Selanjutnya potongan ayat إِنَّ رَبَّكَ هُوَ أَعۡلَمُ بِمَن ضَلَّ عَن سَبِيلِهِۦ maksudnya adalah bahwa sesungguhnya Tuhanmu wahai para Rasul adalah lebih mengetahui dengan apa yang berjalan dan diperselisihkan, dan juga lebih mengetahui cara yang harus ditempuh sesuai yang hak.
Ayat tersebut menyuruh agar Rasulullah saw menempuh cara berdakwah dan berdiskusi dengan cara yang baik. Sedangkan petunjuk (al-hidayah) dan kesesatan (al-dlalal) serta hal-hal yang etrjadi diantara keduanya sepenuhnya dikembalikan kepada Allah SWT, karena Dia-lah yang lebih mengetahui keadaan orang-orang yang tidak dapat terpelihara dirinya dari kesesatan, dan menembalikan dirinya kepada petunjuk.
Keutamaan pendidikan secara umum adalah:[3]

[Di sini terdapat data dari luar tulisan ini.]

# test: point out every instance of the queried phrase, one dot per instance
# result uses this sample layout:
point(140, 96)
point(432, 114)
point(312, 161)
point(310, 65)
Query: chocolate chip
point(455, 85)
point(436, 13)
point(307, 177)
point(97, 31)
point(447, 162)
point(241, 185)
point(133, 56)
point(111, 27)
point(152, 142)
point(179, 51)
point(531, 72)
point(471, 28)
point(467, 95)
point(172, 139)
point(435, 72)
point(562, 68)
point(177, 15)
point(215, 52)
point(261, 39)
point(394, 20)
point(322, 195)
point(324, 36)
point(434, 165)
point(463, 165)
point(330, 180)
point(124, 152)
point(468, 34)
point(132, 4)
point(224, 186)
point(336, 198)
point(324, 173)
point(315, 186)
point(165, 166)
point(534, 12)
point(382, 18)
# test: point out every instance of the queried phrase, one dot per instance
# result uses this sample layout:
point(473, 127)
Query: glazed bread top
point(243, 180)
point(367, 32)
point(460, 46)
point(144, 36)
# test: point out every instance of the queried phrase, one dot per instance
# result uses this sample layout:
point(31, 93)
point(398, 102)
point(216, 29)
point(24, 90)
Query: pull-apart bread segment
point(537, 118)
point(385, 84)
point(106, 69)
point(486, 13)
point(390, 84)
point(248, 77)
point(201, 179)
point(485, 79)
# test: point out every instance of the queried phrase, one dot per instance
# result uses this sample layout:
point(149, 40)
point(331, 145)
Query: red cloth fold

1.      Tujuan akhir dari pendidikan adalah mengubah sikap mental dan perilaku tertentu yang dalam konteks Islam adalah agar menjadi seorang muslim yang terbina seluruh potensi dirinya sehingga dapat melaksanakan fungsinya sebagai khalifah dan abdullah.
2.      Proses pembelajaran yang dilakukan oleh seorang guru memuat informasi, teori, konsep dan sebagainya yang diperlukan untukmewujudkan tujuan pendidikan. Dari proses tersebut maka terciptalah pemahaman, penghayatan dan pengamalan.
3.      Melalui pendidikan diharapkan lahir manusia yang kreatif, sanggup berpikir sendiri, melakukan penelitian dan seterusnya.
4.      Mengembangkan ilmu pengetahuan dan membawa manusia semakin mampu menangkap hikmah di balik ilmu pengetahuan, yaitu rahasia keagungan Allah SWT.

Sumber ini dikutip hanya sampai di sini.